Tetapi sampai saat ini, koruptor di Indonesia tidak pernah ada yang dipidana mati karena banyaknya perdebatan. Padahal nyatanya, semakin tegas suatu hukuman, maka semakin takut masyarakat untuk melakukan tindakan sewenang-wenang. Contohnya, pada zaman Suharto diangggap oleh masyarakat masa kelam karena kekejamannya. Tetapi, pada zaman itu tidak banyak yang melakukan tindakan sewenang-wenang karena adanya rasa takut. Hal ini membuktikan bahwa untuk meminimalkan suatu kejahatan dalam negara, negara harus tegas kepada pelaku kejahatan.
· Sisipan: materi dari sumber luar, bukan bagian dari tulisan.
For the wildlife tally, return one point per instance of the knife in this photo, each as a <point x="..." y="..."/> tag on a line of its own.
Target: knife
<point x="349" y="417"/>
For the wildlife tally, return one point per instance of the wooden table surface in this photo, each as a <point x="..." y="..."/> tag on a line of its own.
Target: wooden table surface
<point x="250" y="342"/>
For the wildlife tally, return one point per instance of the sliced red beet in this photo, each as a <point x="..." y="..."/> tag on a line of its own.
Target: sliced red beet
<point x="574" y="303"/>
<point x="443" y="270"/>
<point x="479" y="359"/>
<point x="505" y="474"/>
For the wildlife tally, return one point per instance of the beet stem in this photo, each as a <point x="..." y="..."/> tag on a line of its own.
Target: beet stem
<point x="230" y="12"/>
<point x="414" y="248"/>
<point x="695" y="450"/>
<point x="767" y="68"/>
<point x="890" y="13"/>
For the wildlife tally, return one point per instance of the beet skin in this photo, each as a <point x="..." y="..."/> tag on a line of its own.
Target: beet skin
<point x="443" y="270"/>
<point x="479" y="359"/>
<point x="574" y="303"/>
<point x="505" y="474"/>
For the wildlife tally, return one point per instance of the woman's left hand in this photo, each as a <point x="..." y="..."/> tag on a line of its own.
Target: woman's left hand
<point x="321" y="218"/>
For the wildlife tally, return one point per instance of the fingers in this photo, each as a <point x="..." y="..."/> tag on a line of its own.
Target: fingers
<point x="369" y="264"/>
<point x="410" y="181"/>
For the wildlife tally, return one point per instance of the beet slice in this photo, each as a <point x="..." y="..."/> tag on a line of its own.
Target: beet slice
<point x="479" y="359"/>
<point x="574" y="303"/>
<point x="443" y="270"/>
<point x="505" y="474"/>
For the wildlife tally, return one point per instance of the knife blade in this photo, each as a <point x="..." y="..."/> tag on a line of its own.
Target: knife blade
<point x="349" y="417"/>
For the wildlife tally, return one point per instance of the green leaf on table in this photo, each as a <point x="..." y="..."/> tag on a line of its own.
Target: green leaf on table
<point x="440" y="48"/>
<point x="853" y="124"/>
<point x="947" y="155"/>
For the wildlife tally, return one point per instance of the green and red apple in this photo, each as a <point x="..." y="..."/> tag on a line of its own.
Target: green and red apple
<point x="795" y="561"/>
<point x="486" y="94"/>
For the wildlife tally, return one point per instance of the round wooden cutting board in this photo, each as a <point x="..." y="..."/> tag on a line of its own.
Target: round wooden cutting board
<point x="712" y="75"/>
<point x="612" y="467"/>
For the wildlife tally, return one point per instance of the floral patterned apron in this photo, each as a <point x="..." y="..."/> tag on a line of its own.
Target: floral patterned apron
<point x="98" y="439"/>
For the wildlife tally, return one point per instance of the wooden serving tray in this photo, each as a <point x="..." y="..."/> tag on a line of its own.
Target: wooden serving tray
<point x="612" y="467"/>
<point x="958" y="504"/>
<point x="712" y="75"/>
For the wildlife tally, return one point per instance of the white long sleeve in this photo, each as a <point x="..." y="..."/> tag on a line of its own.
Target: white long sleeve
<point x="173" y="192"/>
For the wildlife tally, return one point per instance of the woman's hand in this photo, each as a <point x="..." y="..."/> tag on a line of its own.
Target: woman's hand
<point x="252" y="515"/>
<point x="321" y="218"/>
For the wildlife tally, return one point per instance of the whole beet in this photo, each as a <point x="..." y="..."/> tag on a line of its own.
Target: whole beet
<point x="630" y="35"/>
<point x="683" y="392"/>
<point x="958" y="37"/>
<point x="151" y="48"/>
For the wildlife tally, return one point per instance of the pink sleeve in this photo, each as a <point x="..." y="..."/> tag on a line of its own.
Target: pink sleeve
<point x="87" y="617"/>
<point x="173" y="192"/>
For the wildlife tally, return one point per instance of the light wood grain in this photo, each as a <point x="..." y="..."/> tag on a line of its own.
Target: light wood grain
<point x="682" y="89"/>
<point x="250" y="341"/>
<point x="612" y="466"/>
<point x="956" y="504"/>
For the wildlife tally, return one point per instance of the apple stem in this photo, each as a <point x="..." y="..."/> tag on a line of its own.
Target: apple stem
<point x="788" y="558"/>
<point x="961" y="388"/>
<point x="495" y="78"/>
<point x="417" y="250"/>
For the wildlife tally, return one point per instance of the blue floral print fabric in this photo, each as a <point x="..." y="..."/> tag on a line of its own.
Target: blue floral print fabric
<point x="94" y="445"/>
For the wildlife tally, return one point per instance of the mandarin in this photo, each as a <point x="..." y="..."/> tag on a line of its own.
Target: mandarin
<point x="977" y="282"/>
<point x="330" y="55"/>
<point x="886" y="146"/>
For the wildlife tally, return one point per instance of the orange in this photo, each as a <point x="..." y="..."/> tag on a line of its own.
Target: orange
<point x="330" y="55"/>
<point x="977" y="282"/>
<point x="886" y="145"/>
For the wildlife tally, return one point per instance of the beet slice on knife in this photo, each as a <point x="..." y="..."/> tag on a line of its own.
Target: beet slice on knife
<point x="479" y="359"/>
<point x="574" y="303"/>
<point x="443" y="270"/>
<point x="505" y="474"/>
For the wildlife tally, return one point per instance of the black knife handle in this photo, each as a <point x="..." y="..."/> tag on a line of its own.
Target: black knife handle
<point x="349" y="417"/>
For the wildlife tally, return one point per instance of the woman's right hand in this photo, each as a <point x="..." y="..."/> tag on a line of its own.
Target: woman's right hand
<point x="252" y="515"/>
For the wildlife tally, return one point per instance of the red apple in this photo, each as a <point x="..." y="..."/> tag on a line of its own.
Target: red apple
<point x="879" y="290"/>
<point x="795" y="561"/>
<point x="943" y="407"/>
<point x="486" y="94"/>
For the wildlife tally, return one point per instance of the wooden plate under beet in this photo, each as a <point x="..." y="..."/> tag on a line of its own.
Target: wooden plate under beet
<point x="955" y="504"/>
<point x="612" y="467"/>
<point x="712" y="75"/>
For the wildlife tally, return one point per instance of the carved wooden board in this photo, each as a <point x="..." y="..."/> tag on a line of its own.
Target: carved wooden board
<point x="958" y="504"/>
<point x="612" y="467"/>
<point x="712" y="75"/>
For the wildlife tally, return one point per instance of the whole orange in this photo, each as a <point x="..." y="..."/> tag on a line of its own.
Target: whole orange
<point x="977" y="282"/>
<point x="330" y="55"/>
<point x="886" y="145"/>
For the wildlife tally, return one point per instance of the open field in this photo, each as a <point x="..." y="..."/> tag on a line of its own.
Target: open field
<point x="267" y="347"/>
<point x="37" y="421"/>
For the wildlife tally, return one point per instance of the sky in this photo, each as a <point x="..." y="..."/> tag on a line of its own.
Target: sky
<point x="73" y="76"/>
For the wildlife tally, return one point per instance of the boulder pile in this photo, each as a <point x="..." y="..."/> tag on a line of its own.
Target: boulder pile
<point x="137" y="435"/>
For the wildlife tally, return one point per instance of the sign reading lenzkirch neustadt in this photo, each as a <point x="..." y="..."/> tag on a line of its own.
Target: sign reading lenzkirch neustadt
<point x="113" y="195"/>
Dengan tetap memperhatikan hak-hak yang dimiliki oleh tiap individu dan tanpa mengurangi rasa hormatnya sebagai manusia.

Dengan demikian, seharusnya pemerintah mulai memperhatikan perdebatan tentang pidana mati sehingga cepat mendapatkan kepastian hukum. Pemerintah seharusnya sadar bahwa UU Tipikor yang hanya mengatur tentang korupsi “luar biasa” dianggap sepele oleh para pelaku. Ditambah lagi, belum ada yang pernah di pidana mati jika terjadi korupsi “luar biasa” yang telah diatur tersebut. Sehingga, pelaku tidak pernah merasa takut akan UU yang sudah mengatur tentang korupsi dan mengakibatkan semakin membudayanya korupsi di Indonesia.

Koruptor yang telah ditangkap oleh Komisi Pemberantas Korupsi (KPK) pun masih memungkinkan untuk hidup enak dan bebas. Tidak heran bahwa pelaku korupsi pun tidak akan pernah takut jika melakukan korupsi dan berakhir ditangkap KPK. Solusi yang dapat diambil dari hal ini adalah seharusnya pemerintah mempertegas dan memperjelas tentang pidana mati dalam UU Tindak Pidana Korupsi. Pemerintah juga seharusnya melakukan pemeriksaan rutin kepada KPK karena sering terjadi kasus KPK bertindak santai pada para koruptor.